The one remaining trustee is now winding up the charity.
DIBIAI was established as a company in 2009, before registering as a health and sports charity in 2013.
The commission said Matthew Dimbylow originally proposed that he and his wife would be the only trustees and would pay themselves annual salaries of between £60,000 and £80,000.
After the regulator advised that this would not be appropriate, the charity registered with four trustees, but amended the commission’s model governing document to remove restrictions on making payments to companies related to the trustees.
The commission said Matthew Dimbylow had “at all times been the driving force behind the charity”.
DIBIAI raised more than £6m through a series of scratch-card lotteries between 2011 and 2014, the commission reported, and the external company running those lotteries received about 70 per cent of those donated funds. Just £300,000 was spent on charitable activities independent of the couple.

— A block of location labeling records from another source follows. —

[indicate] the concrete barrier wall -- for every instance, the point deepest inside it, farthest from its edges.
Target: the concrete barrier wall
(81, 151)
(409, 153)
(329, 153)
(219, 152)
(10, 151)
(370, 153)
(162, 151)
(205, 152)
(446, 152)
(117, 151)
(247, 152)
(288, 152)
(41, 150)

In the same period, the charity made payments worth nearly £1m to three private companies where the Dimbylows were directors and shareholders: Aragorn Sport Limited, DBA Sport CIC and Socatots (Mid-Cheshire) Ltd.
This amounted to serious mismanagement and/or misconduct in the administration of the charity, the commission decided.
Its report said: “The commission concluded that from the time Matthew Dimbylow had sought to register the charity he had intended to extract funds from it.
“Having been advised by the commission that it was not acceptable for the trustees to be in receipt of remuneration given the proposed charity structure, Matthew Dimbylow amended the governing document to ensure that the Dimbylows could receive funds from the charity via their companies.”
The Charity Commission website shows that DIBIAI’s income varied considerably from year to year. It raised £88,000 in 2017/18, then £14,000 in 2019/20. Last year the charity’s income grew more than tenfold to over £180,000.
DIBIAI did not respond to an email requesting comment. The person who answered the telephone number provided for the charity on the regulator’s website said they did not know anything about the case. The charity’s website appears to have been deleted.